A lot of times, filling a need works better in theory than in reality, but for Brooklyn, the reality of filling those holes in the front court manifested in a way few could have dreamed of. Out go Gerard Wallace and Kris Humphries, in come future Hall of Famers Paul Pierce and Kevin Garnett. Suddenly, the Nets' front court is as good on paper as it's been in a long time, and it goes far beyond the two Boston imports.
The trio of Lopez, Garnett and Pierce will get the majority of the attention, and with a combined 26 All-Star selections, that's no surprise. But the big men coming off the bench are no joke either, as Jim Mancari discussed earlier. Andray Blatche is coming off an outstanding first season in Brooklyn, and he may see a lot more minutes this year as part of a "Twin Towers" package alongside Brook Lopez. The two 7-footers have been a dynamic duo when they've played together, and that hasn't gone unnoticed by the coaching staff.
Last season, Blatche and Lopez only played a total of 102 minutes together in the regular season, and another 57 in the playoffs. The two combined for a +32 plus/minus rating in that playoff series, and if you ask Blatche, he's very excited to have that Twin Towers package expand this season. While they both understand that they'll have to be sound defensively for the Nets to fully trust that combo on a regular basis, the offensive potential they have together is obvious. Defending two guys with size and skills like Lopez and Blatche is no easy task for any opposing team.
Of course, Pierce and Garnett are no strangers to one another. Last season, they were on the floor together for over 1400 minutes, and were +119 as a duo, no matter who else was on the court alongside them. The two ex-Celtics stars won't have to carry nearly that much of the load this year, however, and that's probably a good thing for all sides.

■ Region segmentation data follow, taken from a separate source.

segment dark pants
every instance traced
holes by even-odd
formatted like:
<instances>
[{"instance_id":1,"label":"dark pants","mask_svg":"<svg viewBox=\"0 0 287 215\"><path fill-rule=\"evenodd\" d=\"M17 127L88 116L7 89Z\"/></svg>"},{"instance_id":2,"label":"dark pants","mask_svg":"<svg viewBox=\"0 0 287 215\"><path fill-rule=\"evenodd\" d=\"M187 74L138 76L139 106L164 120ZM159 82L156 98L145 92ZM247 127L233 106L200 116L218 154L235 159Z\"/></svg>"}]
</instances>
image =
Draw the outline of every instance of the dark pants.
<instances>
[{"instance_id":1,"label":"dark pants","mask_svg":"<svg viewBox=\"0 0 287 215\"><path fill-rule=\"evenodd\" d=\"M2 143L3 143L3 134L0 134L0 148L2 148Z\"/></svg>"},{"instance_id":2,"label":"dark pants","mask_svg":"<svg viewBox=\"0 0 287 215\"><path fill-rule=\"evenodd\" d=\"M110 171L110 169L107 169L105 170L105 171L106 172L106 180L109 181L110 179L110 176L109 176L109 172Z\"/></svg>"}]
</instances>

Even though Garnett was better on no-days rest last season than many remember, it's clear that he's at his most effective when his minutes per game are being properly managed. Last season, KG shot 51.7% from the field with a 54.7% True Shooting percentage and 104 Offensive Rating in games he played between 20-29 minutes, as opposed to a 46.9 FG%, 51.8 TS% and 99 O-Rating in the games he played between 30-39 minutes. The same is true for his career numbers, too. 54.1 FG%, 57.8 TS% and 111 O-Rating in games between 20-29 minutes played; 50.0 FG%, 55.1 TS% and 110 O-Rating in games in which he played 30-39 minutes.
Pierce is the same way. Last season, he put up a 46.0 FG%, 57.8 TS% and 105 O-Rating in the games he played between 20-29 minutes per game, as opposed to a 43.8 FG%, 56.2 TS% and (a slightly better) 106 O-Rating in games with 30-39 minutes played. For his 15-year career, he's at 46.8 FG%, 59.0 TS% and 109 O-Rating in 145 games between 20-29 minutes played, versus a 44.8 FG%, 56.6 TS% and 108 O-Rating in 596 games between 30-39 minutes played. KG and Pierce are old, sure, old enough that the NBA doesn't have career plus/minus splits for them. Last year, however, KG's plus/minus was +3.2 in the games he played between 20-29 minutes as opposed to just +0.6 in the games he played between 30-39 minutes. Pierce was at +5.0 in the 20-29 minute games, +3.9 in the 30-39 minute games.
What it basically boils down to is that the two "old guys" the Nets acquired still have a lot of high-quality play left in them, and keeping them fresh should get the most out of them. The Nets are lucky to have a potentially dominant starting front court of Pierce, Garnett and Lopez, and Blatche will be a heck of a weapon as one of the first guys off the bench.
Meanwhile, Andrei Kirilenko is a former All-Star himself, and he should be a big difference-maker against second-unit players. Reggie Evans brings defensive intensity to the table, and second-year man Mirza Teletovic will hopefully bring a sharpshooting dynamic. Then there's also 23-year-old rookie Mason Plumlee and 22-year-old Toko Shengelia, who are pretty nice depth guys to develop in the front court.
All things considered, there's no question that the Nets' front court is vastly improved this season compared to years past. The quality and depth is unparalleled to any Nets team in recent memory, and it should be a big reason for the Nets taking a big step forward in 2013-14.